According to Democratic congresswoman Elaine Luria, one of those in charge of guiding the session this Thursday, Trump was locked in a White House dining room for about three hours watching television and rejecting the pleas of members of his family and political advisers. and judicial that asked him to act to stop the mob.

“He was the only person in the world capable of stopping the crowd. He could not be mobilized by either his assistants or his allies. He ignored desperate pleas from his own family, including (his children) Ivanka and Donald Jr.,” Thompson said. The commission pointed out that it was Trump who summoned them to Washington on the day that parliamentarians had to certify the victory of his Democratic rival Joe Biden in the presidential elections. Around noon, in a fiery speech in the heart of the capital, he asked them to “fight like hell” against an alleged “massive electoral fraud.” He then returned to the White House, as the crowd launched an assault on the temple of American democracy.

It took him more than three hours to ask his followers to leave the place. “I know your pain,” he finally told them in a video posted on Twitter. “But they have to go home now.”

REFUSED TO ACT

Thursday’s hearing before the House committee, made up of seven Democrats and two Republicans disowned by their party, will detail what happened between those two speeches. Entrenched in the private dining room of the White House, Donald Trump followed the attack on television “while his close advisers and family begged him to intervene,” described Democratic congresswoman Elaine Luria. But “President Trump has refused to act because of his selfish desire to cling to power,” he added.
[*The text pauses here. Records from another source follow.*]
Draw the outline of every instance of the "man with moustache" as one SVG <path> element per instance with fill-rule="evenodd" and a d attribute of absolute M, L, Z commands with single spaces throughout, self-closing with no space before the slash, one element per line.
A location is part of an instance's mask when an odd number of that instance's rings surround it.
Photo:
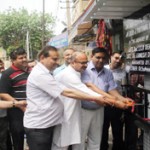
<path fill-rule="evenodd" d="M 107 52 L 104 48 L 94 48 L 92 50 L 91 61 L 85 72 L 82 73 L 82 81 L 91 89 L 97 92 L 108 92 L 112 97 L 115 97 L 119 102 L 127 103 L 128 99 L 122 97 L 117 91 L 117 85 L 113 79 L 113 75 L 110 70 L 104 68 L 107 61 Z M 98 87 L 95 89 L 93 84 Z M 101 91 L 99 91 L 99 89 Z M 102 94 L 102 93 L 101 93 Z M 115 102 L 116 103 L 118 102 Z M 112 105 L 114 106 L 114 104 Z M 110 106 L 110 107 L 112 107 Z M 102 138 L 104 119 L 104 107 L 90 103 L 88 101 L 82 101 L 81 112 L 81 144 L 78 150 L 85 149 L 85 140 L 87 138 L 88 150 L 99 150 L 100 142 Z"/>

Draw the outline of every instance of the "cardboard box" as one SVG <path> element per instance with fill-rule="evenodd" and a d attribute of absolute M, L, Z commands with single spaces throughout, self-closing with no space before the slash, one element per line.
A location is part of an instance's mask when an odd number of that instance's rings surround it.
<path fill-rule="evenodd" d="M 92 22 L 84 22 L 80 25 L 78 25 L 77 28 L 77 35 L 81 35 L 81 34 L 85 34 L 87 32 L 90 32 L 90 30 L 92 29 Z"/>

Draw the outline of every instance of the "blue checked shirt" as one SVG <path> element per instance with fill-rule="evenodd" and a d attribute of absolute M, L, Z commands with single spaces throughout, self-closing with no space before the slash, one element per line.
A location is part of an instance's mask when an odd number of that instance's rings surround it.
<path fill-rule="evenodd" d="M 86 70 L 82 73 L 81 79 L 84 83 L 93 83 L 105 92 L 109 92 L 117 88 L 112 72 L 106 68 L 97 72 L 92 61 L 88 63 Z M 98 109 L 100 108 L 100 105 L 89 101 L 82 101 L 82 107 L 86 109 Z"/>

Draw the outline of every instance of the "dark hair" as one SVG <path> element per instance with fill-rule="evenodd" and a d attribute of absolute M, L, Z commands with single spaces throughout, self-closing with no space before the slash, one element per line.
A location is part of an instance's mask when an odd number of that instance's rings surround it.
<path fill-rule="evenodd" d="M 38 54 L 38 59 L 43 55 L 45 58 L 49 57 L 49 51 L 58 51 L 56 47 L 46 45 Z"/>
<path fill-rule="evenodd" d="M 24 55 L 24 54 L 26 54 L 25 49 L 19 47 L 16 50 L 13 50 L 9 56 L 10 59 L 15 60 L 18 55 Z"/>
<path fill-rule="evenodd" d="M 104 53 L 107 57 L 109 56 L 107 53 L 107 50 L 103 47 L 96 47 L 92 50 L 92 55 L 95 55 L 96 53 Z"/>
<path fill-rule="evenodd" d="M 120 58 L 122 60 L 124 60 L 126 58 L 126 53 L 123 51 L 117 51 L 117 52 L 113 52 L 111 56 L 114 56 L 115 54 L 120 54 Z"/>
<path fill-rule="evenodd" d="M 4 64 L 4 62 L 0 59 L 0 63 Z"/>
<path fill-rule="evenodd" d="M 120 52 L 120 51 L 113 52 L 113 53 L 111 54 L 111 56 L 114 56 L 115 54 L 120 54 L 120 55 L 121 55 L 121 53 L 122 53 L 122 52 Z"/>

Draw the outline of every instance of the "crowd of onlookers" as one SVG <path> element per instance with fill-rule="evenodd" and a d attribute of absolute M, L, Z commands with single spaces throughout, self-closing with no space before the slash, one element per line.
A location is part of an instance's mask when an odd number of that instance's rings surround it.
<path fill-rule="evenodd" d="M 126 80 L 121 53 L 108 62 L 104 48 L 86 54 L 68 48 L 59 65 L 59 53 L 45 46 L 37 60 L 26 51 L 10 53 L 5 70 L 0 60 L 0 150 L 136 150 L 137 127 L 124 110 L 133 101 L 122 96 Z M 7 111 L 6 111 L 7 109 Z M 125 137 L 123 126 L 126 124 Z"/>

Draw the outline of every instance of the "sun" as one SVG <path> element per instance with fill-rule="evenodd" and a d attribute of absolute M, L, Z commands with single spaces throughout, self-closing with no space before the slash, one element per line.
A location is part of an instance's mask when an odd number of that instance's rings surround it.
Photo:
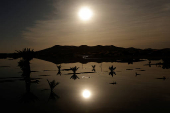
<path fill-rule="evenodd" d="M 84 90 L 82 95 L 84 98 L 89 98 L 91 96 L 91 92 L 89 90 Z"/>
<path fill-rule="evenodd" d="M 93 16 L 93 12 L 88 7 L 82 7 L 80 11 L 78 12 L 78 15 L 81 20 L 87 21 L 91 19 L 91 17 Z"/>

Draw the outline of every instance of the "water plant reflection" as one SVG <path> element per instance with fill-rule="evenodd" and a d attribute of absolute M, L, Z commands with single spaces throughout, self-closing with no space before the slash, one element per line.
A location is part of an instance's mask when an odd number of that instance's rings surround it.
<path fill-rule="evenodd" d="M 60 75 L 60 76 L 61 76 L 61 65 L 57 66 L 57 68 L 58 68 L 58 73 L 57 73 L 57 75 Z"/>
<path fill-rule="evenodd" d="M 73 75 L 70 77 L 70 79 L 74 79 L 74 80 L 76 80 L 76 79 L 80 79 L 77 75 L 76 75 L 76 71 L 78 70 L 78 68 L 79 67 L 70 67 L 70 70 L 72 70 L 73 71 Z"/>
<path fill-rule="evenodd" d="M 49 86 L 50 86 L 50 89 L 51 89 L 51 91 L 53 91 L 53 89 L 59 84 L 59 82 L 55 82 L 55 80 L 53 80 L 52 82 L 50 82 L 48 79 L 47 79 L 47 81 L 48 81 L 48 84 L 49 84 Z"/>
<path fill-rule="evenodd" d="M 22 70 L 22 76 L 24 78 L 25 81 L 25 85 L 26 85 L 26 93 L 24 93 L 21 98 L 20 98 L 20 102 L 21 103 L 28 103 L 30 101 L 35 101 L 38 100 L 37 96 L 35 96 L 31 91 L 30 91 L 30 86 L 31 83 L 37 83 L 39 82 L 39 80 L 37 79 L 31 79 L 30 78 L 30 74 L 31 74 L 31 70 L 30 70 L 30 59 L 26 59 L 26 58 L 22 58 L 19 62 L 18 62 L 18 66 L 21 68 Z"/>
<path fill-rule="evenodd" d="M 116 75 L 116 72 L 114 72 L 114 70 L 116 69 L 116 67 L 113 67 L 113 65 L 111 67 L 109 67 L 109 75 L 111 75 L 113 77 L 113 75 Z"/>
<path fill-rule="evenodd" d="M 75 73 L 76 73 L 76 71 L 78 70 L 78 68 L 79 68 L 79 67 L 76 67 L 76 66 L 75 66 L 75 67 L 72 67 L 72 68 L 70 67 L 70 70 L 72 70 L 72 71 L 73 71 L 73 73 L 75 74 Z"/>
<path fill-rule="evenodd" d="M 76 74 L 73 74 L 71 77 L 70 77 L 70 79 L 74 79 L 74 80 L 76 80 L 76 79 L 80 79 Z"/>
<path fill-rule="evenodd" d="M 96 71 L 95 67 L 96 67 L 96 65 L 92 65 L 92 68 L 93 68 L 92 71 L 94 71 L 94 72 Z"/>
<path fill-rule="evenodd" d="M 48 84 L 49 84 L 50 89 L 51 89 L 51 92 L 50 92 L 50 96 L 49 96 L 48 101 L 49 101 L 50 99 L 55 100 L 56 98 L 60 98 L 57 94 L 55 94 L 55 93 L 53 92 L 53 89 L 59 84 L 59 82 L 56 83 L 55 80 L 53 80 L 52 82 L 50 82 L 48 79 L 47 79 L 47 81 L 48 81 Z"/>

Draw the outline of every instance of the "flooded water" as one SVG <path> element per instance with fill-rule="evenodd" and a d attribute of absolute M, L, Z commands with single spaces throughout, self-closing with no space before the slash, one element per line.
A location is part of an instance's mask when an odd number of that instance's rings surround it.
<path fill-rule="evenodd" d="M 17 113 L 146 113 L 170 107 L 170 69 L 148 60 L 133 64 L 89 62 L 54 64 L 30 61 L 24 77 L 20 59 L 0 59 L 0 103 Z M 92 68 L 95 65 L 95 68 Z M 111 66 L 116 67 L 110 70 Z M 74 73 L 70 67 L 79 67 Z M 23 67 L 24 70 L 24 67 Z M 59 82 L 53 91 L 49 83 Z M 49 83 L 48 83 L 49 81 Z M 1 110 L 2 110 L 1 109 Z"/>

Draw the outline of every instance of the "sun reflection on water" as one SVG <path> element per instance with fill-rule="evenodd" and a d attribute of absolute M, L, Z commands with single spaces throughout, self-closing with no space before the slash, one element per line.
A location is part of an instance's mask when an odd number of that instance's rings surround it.
<path fill-rule="evenodd" d="M 83 95 L 84 98 L 90 98 L 91 92 L 89 90 L 85 89 L 83 91 L 82 95 Z"/>

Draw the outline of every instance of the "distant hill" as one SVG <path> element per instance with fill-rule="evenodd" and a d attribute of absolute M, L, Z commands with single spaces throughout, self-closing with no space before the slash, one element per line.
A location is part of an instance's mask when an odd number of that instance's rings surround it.
<path fill-rule="evenodd" d="M 0 54 L 0 58 L 18 58 L 21 57 L 17 53 L 13 54 Z M 71 62 L 134 62 L 140 59 L 167 59 L 170 58 L 170 49 L 137 49 L 137 48 L 123 48 L 113 45 L 108 46 L 60 46 L 36 51 L 35 58 L 51 61 L 54 63 L 71 63 Z"/>
<path fill-rule="evenodd" d="M 134 62 L 140 59 L 169 59 L 170 49 L 137 49 L 137 48 L 122 48 L 113 45 L 110 46 L 60 46 L 37 51 L 36 58 L 52 61 L 54 63 L 68 62 Z"/>
<path fill-rule="evenodd" d="M 90 58 L 110 58 L 110 57 L 165 57 L 170 56 L 170 49 L 137 49 L 110 46 L 60 46 L 55 45 L 41 51 L 37 51 L 37 56 L 49 57 L 82 57 Z"/>

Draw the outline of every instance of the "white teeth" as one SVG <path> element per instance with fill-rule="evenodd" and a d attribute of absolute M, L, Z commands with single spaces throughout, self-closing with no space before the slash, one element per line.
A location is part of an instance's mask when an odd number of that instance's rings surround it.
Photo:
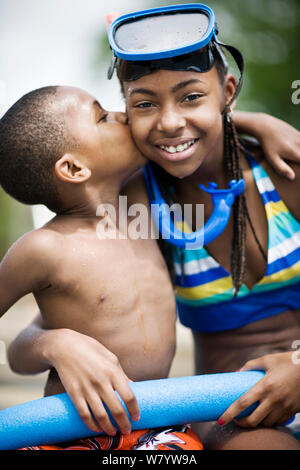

During all this time “not once did he pick up the phone to order his administration” to help the police, Republican-elect Liz Cheney had said.

MORE TESTIMONIALS

Matthew Pottinger, then deputy national security adviser, and Sarah Matthews, deputy spokeswoman, were called as witnesses to tell what happened behind the scenes that sinister day. Both resigned after January 6. The members of the commission pointed out that it took Trump more than three hours to ask his supporters to leave the place.

The commission is also expected to show extensive video testimony from Pat Cipollone: ​​the former White House legal adviser who recently declared that his former boss should have conceded defeat. The hearing could also address the efforts made the following day by Donald Trump’s advisers to have him denounce the violence against the Capitol in a video, and their difficulty in achieving it.

This public session is the eighth in six weeks and the second broadcast in prime time across the country. The previous ones have focused, among other things, on the role of the extreme right in the assault or on the pressure exerted on electoral agents by Donald Trump and his collaborators. Last week, the committee examined the impact of a tweet Trump sent on Dec. 19, 2020, urging supporters to come to the nation’s capital on Jan. 6 for a rally he promised would be “wild.”

Members of far-right militias like the Proud Boys and Oath Keepers, as well as other Trump supporters, saw the tweet as a “call to arms,” ​​the lawmakers said. More than 850 people were arrested for the attack on Congress, which left five dead and 140 police officers injured. Trump, 76, who has repeatedly given hints that he will run again in the 2024 elections, had to submit to impeachment, accused by the lower house of inciting the insurrection, but was acquitted by the Senate. The committee is expected to report its findings to Congress this fall.

The commission could issue criminal recommendations to the Justice Department, leaving it to Attorney General Merrick Garland to decide whether Trump or others should be prosecuted for trying to reverse the results of the 2020 election.